Numerical simulation of shear instabilities in interfacial gravity waves

We present simulations of shear instabilities in solitary-like interfacial gravity waves of depression using a Navier-Stokes solver that employs adaptive mesh refinement. The adaptive technique enables resolution of 0.20~m in a 500~m long wave which allows simulation of meter-scale Kelvin-Helmholtz (KH)-like billows that develop at the interface. In the presence of time-varying shear within the waves, an instability occurs only when a parcel of fluid is subjected to destabilizing shear long enough for KH-type billows to grow.
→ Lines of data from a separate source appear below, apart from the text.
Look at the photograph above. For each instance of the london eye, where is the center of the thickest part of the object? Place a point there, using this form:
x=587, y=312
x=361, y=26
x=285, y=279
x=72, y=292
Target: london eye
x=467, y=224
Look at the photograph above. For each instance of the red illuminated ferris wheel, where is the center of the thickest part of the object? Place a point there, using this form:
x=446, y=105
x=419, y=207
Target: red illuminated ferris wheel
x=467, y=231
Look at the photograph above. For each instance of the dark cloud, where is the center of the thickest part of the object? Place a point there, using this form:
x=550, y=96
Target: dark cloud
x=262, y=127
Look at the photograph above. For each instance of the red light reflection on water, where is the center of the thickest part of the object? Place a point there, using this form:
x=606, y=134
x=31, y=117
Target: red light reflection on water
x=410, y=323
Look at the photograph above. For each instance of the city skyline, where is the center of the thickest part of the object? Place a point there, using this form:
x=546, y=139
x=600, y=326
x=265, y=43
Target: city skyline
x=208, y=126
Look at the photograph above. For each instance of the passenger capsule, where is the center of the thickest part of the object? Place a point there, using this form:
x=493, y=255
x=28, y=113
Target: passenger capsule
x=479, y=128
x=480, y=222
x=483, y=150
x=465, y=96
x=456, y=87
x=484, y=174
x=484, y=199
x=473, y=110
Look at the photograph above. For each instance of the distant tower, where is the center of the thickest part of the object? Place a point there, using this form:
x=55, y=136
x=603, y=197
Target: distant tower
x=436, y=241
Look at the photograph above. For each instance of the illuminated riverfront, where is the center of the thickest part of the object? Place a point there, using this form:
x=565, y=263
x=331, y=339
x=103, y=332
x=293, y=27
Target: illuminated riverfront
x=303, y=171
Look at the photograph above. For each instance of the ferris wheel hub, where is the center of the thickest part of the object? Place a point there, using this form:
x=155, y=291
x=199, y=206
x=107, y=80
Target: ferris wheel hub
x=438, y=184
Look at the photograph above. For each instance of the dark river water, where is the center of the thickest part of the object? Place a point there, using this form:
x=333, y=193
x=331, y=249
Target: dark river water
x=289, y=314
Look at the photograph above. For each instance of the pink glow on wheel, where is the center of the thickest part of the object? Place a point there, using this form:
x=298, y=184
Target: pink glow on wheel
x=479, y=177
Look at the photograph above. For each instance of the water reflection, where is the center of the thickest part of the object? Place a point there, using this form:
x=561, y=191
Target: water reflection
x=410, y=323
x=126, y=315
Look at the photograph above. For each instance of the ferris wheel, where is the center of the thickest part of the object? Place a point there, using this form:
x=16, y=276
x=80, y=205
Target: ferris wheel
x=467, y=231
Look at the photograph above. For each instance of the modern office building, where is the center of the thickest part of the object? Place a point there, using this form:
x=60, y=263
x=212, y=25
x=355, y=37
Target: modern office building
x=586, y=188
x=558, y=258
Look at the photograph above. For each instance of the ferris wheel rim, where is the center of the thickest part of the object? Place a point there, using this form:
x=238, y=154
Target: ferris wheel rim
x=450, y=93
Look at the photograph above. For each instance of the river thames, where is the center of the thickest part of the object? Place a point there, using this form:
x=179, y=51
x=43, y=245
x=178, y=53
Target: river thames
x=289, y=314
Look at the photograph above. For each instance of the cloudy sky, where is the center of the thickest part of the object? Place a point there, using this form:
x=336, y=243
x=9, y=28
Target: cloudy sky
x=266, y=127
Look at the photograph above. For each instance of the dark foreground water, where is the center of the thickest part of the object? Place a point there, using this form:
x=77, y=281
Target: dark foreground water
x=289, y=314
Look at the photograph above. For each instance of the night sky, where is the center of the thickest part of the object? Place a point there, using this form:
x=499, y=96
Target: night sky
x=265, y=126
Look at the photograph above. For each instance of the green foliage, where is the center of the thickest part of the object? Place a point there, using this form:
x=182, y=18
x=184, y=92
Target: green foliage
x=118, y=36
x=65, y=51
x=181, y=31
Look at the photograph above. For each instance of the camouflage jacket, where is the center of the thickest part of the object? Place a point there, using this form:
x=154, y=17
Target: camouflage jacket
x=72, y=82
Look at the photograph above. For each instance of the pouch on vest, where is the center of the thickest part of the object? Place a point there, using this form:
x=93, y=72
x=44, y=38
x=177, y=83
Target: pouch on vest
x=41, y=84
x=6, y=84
While a necessary criterion for instability suggests that the Richardson number, $Ri$, must fall below the canonical value of 1/4, we find that a sufficient condition for instability occurs when $Ri < 0.1$. An alternate criterion for instability is given by a requirement that the growth rate time scale of the instability, $\tau_i$, satisfies $\tau_i<1.26T_w$, where $T_w$ is the time in which parcels of fluid are subjected to shear and stratification that satisfy $Ri<1/4$. This criterion can also be stated in terms of the width of the region in which $Ri<1/4$, $L_w$, which must satisfy $L_w > 0.86 L$ for instabilities to develop, where $L$ is the solitary wave half-width. Under any one of these three criteria, two-dimensional billows form at the wave troughs, and the billows subsequently break down via three-dimensional motions that decay once the wave-induced shear subsides in the trailing edge of the waves.